To be clear, this does not intend to throw a shadow on a fiivetral. At the time of the agreement, George Fraser, Fivetran’s co -founder and general manager, told Techcrunch that while moving data in and out of these warehouses seem like two sides of the same currency, it’s not that simple; The company even tried and left an internal solution to this problem.
“Technically speaking if you look at the code below [these] Services, they are actually quite different, “Fraser said at the time.” You have to solve a different set of problems to do this. ”

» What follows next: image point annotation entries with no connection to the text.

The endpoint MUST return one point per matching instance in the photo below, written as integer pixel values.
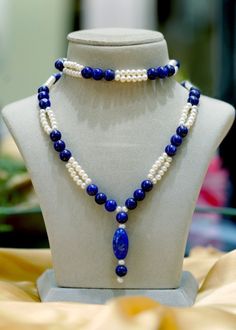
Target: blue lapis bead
(98, 74)
(109, 74)
(120, 243)
(122, 217)
(110, 205)
(182, 130)
(121, 270)
(170, 69)
(193, 100)
(130, 203)
(43, 95)
(57, 76)
(100, 198)
(59, 64)
(147, 185)
(170, 150)
(65, 155)
(194, 92)
(43, 89)
(139, 194)
(152, 73)
(176, 140)
(59, 145)
(87, 72)
(44, 103)
(55, 135)
(162, 72)
(92, 190)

This situation helps illustrate how the data market has been transformed in the last decade. For Sanjeev Mohan, a former Gartner analyst, who now manages Sanjmo, his own advice on data trends, these types of scenes are a great driver of the current wave of consolidation.
“This consolidation is driven by customers who are full of a multitude of products that are incompatible,” Mohan said. “We live in a very interesting world, where there are many different data storage solutions, you can make an open source, they can go to Kafka, but the one area where we have failed, there are metadata. Dozens of these products capture some metadata, but to do their job, it is an overlap.”
Good for triggers
The wider market also plays a role, Mohan said. Data startups struggle to earn capital, Mohan said, and exit is better than having to prevent or charge debt. For buyers, adding features give them a better price of lever and edge against their peers.
“If Salesforce or Google doesn’t get these companies, then their competitors are probably,” Derek Hernandez, a senior emerging tech analyst at Pitchbook, told Techcrunch. “The best solutions are Akira [acquirer]. ”
This trend brings great benefits to the starts obtained. The corporate market is hungry for exits and the current quiet period for IPOs do not leave them many opportunities. Getting not only provides that exit, but in many cases gives these foundation teams a room to continue building.
Mohan agreed and added that many data startups feel the pains of the current market in relation to outputs and a slow recovery of corporate funding.
“At this time, acquisition was a much more favorable exit strategy for them,” Hernandez said. “So I think both sides are very motivated to reach the end line on these. And I think Informatica is a good example of where even with some hair from where Salesforce spoke to them last year, it is still, you know, was the best solution, according to their board.”
What’s going on next
But the doubt still remains if this acquisition strategy attains the goals of the buyers.
As Dhillon pointed out, the database companies acquired were not necessarily built to easily work with the rapidly changing AI market. Moreover, if the company with the best data wins the AI world, will it make sense for data and AI companies to be separate entities?
“I think much of the value merges the main AI players with data management companies,” Hernandez said. “I don’t know that a standalone data management company is particularly encouraged to stay like that and, to play third among businesses and AI solutions.”